7.2 FDA Approval History

The regulatory journey of fluocinolone acetonide in the United States reflects its evolution from a single compound to a component of numerous products and delivery systems.

• Early Topical Approvals: The drug has been available in the U.S. for decades. For example, an Abbreviated New Drug Application (ANDA) for Fluocinolone Acetonide Topical Solution, 0.01% was approved by the FDA as early as June 15, 1982.
• Generic Formulations: As patents expired, numerous generic versions entered the market. The ANDAs for generic versions of the 0.01% topical oil (Body Oil and Scalp Oil), bioequivalent to the reference product Derma-Smoothe/FS, were approved by the FDA on October 17, 2011.
• Intravitreal Implants: The modern era of fluocinolone acetonide has been defined by its incorporation into long-acting ophthalmic implants.
• An implantable device containing fluocinolone acetonide was approved by the FDA in May 2016.
• The Yutiq (0.18 mg) intravitreal implant received FDA approval on October 15, 2018, for the treatment of chronic non-infectious uveitis affecting the posterior segment of the eye.
• The Iluvien (0.19 mg) implant is approved for the treatment of diabetic macular edema.

This regulatory timeline illustrates a classic pharmaceutical lifecycle. The initial discovery of a potent molecule led to decades of widespread use in conventional topical formulations. In the 21st century, the drug experienced a revitalization through the application of advanced drug delivery technology, creating novel, high-value products for specialized indications.

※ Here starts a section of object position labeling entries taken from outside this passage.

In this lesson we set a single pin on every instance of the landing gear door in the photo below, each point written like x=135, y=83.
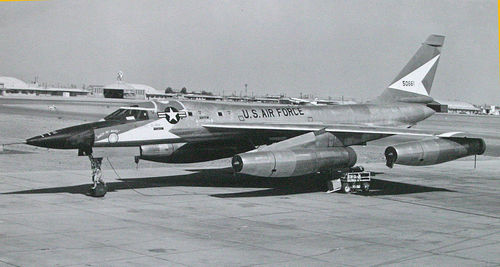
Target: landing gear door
x=334, y=185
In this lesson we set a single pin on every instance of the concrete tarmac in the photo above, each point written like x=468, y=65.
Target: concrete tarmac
x=199, y=215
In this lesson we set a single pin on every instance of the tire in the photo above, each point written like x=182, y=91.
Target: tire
x=366, y=186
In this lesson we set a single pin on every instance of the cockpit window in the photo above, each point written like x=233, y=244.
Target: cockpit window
x=128, y=114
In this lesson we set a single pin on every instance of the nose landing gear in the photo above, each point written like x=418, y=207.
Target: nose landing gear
x=98, y=188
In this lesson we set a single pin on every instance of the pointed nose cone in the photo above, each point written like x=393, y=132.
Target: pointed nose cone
x=68, y=138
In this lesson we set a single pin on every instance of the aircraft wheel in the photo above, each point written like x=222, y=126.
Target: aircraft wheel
x=346, y=188
x=99, y=190
x=366, y=186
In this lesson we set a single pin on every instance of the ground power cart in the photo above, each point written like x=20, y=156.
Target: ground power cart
x=355, y=180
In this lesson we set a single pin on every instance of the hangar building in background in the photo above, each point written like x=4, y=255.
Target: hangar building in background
x=14, y=86
x=122, y=89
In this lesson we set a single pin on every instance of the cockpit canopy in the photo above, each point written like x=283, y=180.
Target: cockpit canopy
x=139, y=112
x=128, y=114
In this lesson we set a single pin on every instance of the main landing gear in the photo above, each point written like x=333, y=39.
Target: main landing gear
x=98, y=188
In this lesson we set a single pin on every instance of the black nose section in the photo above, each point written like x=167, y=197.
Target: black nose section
x=67, y=138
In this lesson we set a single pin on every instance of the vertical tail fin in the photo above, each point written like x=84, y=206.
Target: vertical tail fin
x=414, y=82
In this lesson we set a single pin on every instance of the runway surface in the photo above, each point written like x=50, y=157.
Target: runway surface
x=197, y=215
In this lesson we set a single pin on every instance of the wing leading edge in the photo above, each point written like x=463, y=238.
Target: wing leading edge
x=332, y=128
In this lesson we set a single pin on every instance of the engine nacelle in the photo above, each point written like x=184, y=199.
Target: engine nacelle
x=160, y=150
x=434, y=151
x=295, y=162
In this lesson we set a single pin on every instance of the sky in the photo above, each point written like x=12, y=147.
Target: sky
x=347, y=48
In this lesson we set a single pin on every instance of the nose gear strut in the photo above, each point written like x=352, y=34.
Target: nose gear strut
x=98, y=188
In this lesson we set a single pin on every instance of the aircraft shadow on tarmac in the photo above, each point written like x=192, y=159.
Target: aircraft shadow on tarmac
x=218, y=178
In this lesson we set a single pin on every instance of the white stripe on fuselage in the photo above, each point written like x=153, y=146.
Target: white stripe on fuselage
x=146, y=132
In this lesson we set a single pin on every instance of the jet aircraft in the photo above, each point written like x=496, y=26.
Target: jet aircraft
x=275, y=140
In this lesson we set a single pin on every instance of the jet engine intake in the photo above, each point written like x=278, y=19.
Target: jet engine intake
x=433, y=151
x=294, y=162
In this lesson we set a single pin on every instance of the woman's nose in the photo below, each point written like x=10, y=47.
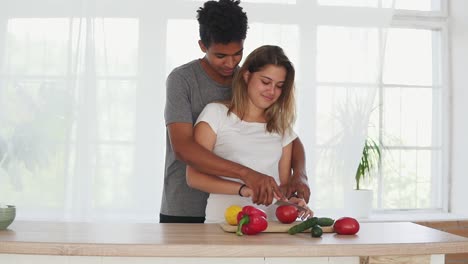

This demonstrates how a mature, well-understood active pharmaceutical ingredient can gain new therapeutic applications and market longevity through innovations in formulation science that target unmet medical needs.

7.3 Brand Names

Reflecting its long history and global use, fluocinolone acetonide is marketed under a multitude of brand names, both as a single agent and in combination products.

• Topical Formulations: Synalar, Capex, Derma-Smoothe/FS, Flac, Fluoderm, Fluonex.
• Otic Formulations: DermOtic, Flac.
• Ophthalmic Formulations (Implants): Iluvien, Retisert, Yutiq.
• Combination Products:
• Neo-Synalar: with the antibiotic neomycin.
• Otovel: with the antibiotic ciprofloxacin.
• Tri-Luma: with the depigmenting agent hydroquinone and the retinoid tretinoin.

8.0 Expert Analysis and Recommendations

This comprehensive review of fluocinolone acetonide reveals a mature, potent, and remarkably versatile corticosteroid whose clinical role is defined by a nuanced interplay between its intrinsic pharmacological activity and its diverse pharmaceutical formulations. A synthesis of the available evidence allows for a clear delineation of its risk-benefit profile and its appropriate place in modern therapy.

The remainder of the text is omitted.